As the question implies, how do you determine when it is appropriate to galvanically isolate parts of the same electrical system from one another?
For example, I'm currently constructing a tube amplifier that has a significant amount of digital electronics in it. Currently, the digital part and tube part are powered off of separate windings from the same transformer - However, they are both referenced to the chassis earth (as in each respective circuit has a single wire running from their respective power supply ground to a single point on the chassis - does this even count as galvanically isolated?).
My mongrel amplifier also houses a digitally controlled high voltage regulator section, so I can adjust the voltage to my tubes. For no specific reasons in mind, other than "I don't want my lowly digital signals interfacing with potentially 400 volts!", I decided to stick a cheap isolated DC/DC brick with 1000v internal insulation into the design, as well as a digital isolator, to isolate the onboard DAC from my other digital crap. Attached is an eagle board design view of the offending area, so you can see what I'm ranting about. (sorry, not enough rep for inline images).
The poorly drawn black-dotted line indicates the intended 'isolated' area.
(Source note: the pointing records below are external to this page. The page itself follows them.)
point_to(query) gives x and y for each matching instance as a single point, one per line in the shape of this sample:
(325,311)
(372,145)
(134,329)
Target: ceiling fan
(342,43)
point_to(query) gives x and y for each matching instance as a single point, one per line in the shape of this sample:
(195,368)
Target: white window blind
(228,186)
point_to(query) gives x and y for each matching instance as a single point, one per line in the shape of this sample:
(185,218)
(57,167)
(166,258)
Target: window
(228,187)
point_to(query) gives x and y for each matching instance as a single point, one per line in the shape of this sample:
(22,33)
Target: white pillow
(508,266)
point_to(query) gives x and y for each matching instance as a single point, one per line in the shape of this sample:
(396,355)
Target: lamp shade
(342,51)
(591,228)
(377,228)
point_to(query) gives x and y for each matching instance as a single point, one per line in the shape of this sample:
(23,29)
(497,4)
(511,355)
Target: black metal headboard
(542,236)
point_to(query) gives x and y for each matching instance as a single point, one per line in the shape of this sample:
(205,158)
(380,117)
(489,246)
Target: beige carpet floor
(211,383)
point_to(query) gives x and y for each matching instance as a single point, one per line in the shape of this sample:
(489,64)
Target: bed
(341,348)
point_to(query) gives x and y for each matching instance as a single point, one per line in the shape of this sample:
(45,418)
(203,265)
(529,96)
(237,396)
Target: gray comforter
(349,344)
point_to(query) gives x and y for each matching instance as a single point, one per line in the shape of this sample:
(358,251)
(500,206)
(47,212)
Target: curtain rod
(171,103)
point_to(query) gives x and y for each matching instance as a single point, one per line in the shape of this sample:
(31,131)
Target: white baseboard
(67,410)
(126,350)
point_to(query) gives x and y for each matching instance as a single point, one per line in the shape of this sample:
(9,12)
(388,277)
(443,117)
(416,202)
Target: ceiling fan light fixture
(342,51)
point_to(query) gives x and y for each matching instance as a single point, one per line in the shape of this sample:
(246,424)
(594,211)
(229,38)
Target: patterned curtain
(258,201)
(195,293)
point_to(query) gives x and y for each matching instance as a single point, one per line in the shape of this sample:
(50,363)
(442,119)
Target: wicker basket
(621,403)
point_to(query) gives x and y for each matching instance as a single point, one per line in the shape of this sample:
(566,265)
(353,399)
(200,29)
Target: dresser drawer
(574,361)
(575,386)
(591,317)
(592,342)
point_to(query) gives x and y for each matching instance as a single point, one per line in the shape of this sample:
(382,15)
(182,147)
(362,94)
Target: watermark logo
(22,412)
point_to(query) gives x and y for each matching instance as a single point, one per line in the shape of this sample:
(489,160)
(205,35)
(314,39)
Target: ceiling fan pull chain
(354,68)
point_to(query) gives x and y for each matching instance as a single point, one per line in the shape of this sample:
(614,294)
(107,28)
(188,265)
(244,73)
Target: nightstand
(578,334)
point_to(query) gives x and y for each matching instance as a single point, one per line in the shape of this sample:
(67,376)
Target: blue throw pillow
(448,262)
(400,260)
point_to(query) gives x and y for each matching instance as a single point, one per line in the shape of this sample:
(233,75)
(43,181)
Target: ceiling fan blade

I think my justification for doing this at the time, is that in the likelihood that a component fails on the HV regulator and HV is placed upon any of my poor low voltage components, my digital components on other boards (and there are a LOT of them), would remain safe, rather than be obliterated as the surge propagated through. I don't actually know how true this is, hence the question. Would you consider it appropriate to isolate these two systems in this manner, would you do something different, or would you not even consider isolation necessary at all? In what situations would you consider isolation mandatory?